Se Siena piange per la
gestione del Monte dei Paschi anche Ferrara e Faenza non ridono.
Ferrara ha visto commissariare la sua CARIFE e sta cercando un socio
industriale che ne risollevi le sorti, mentre sulla via Emilia romagnola si sta
consumando un risiko bancario con protagonista la Cassa di Risparmio di Cesena,
che ha avviato, da concludere entro l'anno, la procedura di fusione per
incorporazione con la sua piccola controllata ma ricca Banca di Romagna di
Faenza e Lugo. Perplessità per tale “fusione” le aveva espresse, nei giorni
seguenti la decisione del CdA cesenate del 17 maggio scorso, i Sindaci del PD
di Faenza e Lugo, Malpezzi e Cortesi e il consigliere regionale del PDL
Gianguido Bazzoni, sono intervenuti subito dopo e non l'hanno presa bene.
"Del tutto inaccettabile” hanno affermato, “ogni decisione assunta in
maniera unilaterale e senza un preventivo confronto con le rappresentanze
territoriali istituzionali”. Comunque proprio le “rappresentanze territoriali”

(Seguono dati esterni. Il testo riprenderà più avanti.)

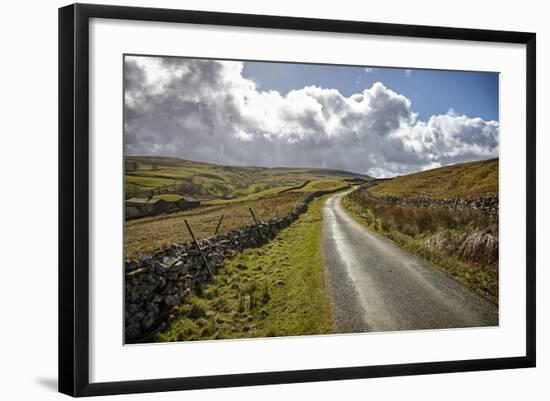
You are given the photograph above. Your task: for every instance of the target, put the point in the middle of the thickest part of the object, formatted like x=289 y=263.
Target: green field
x=217 y=183
x=169 y=197
x=462 y=180
x=275 y=290
x=463 y=243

mettono d'accordo per una volta il renziano Malpezzi e il bersaniano Cortesi,
che, tradotto nel “politichese” sono le Fondazioni bancarie di Faenza e Lugo
totalmente prese alla sprovvista dalla decisione cesenate. Prese alla
sprovvista per non conoscenza o per una sottovalutazione della situazione? Ai
più attenti non può sfuggire il ricordo che pochi anni fa a Faenza si era
consumata una vera rivoluzione nei "poteri forti” della città delle
ceramiche. Prima le primarie e poi le elezioni avevano incoronato il giovane
cattolico Malpezzi sindaco contro la volontà dei potenti vertici regionali e
nazionali diessini ma anche con l'avversione di un pezzo importante del
vecchio, ricco mondo cattolico faentino collocato a sinistra, tale strappo si
era consumato anche con un altro importante ribaltone nella Fondazione faentina
di riferimento della Banca di Romagna. A pensare male si fa peccato ma spesso
ci si azzecca e sorge quindi il dubbio che il pezzo importante del vecchio
mondo cattolico faentino e lughese di sinistra, estromesso sia dalla fondazione
faentina che da quella lughese, ma da sempre vicino agli amministratori
cesenati, abbia continuato pazientemente a lavorare per una “fusione” che ha
più il sapore di una vendetta contro i giovani leoni faentini e i soliti detestati comunisti di Lugo.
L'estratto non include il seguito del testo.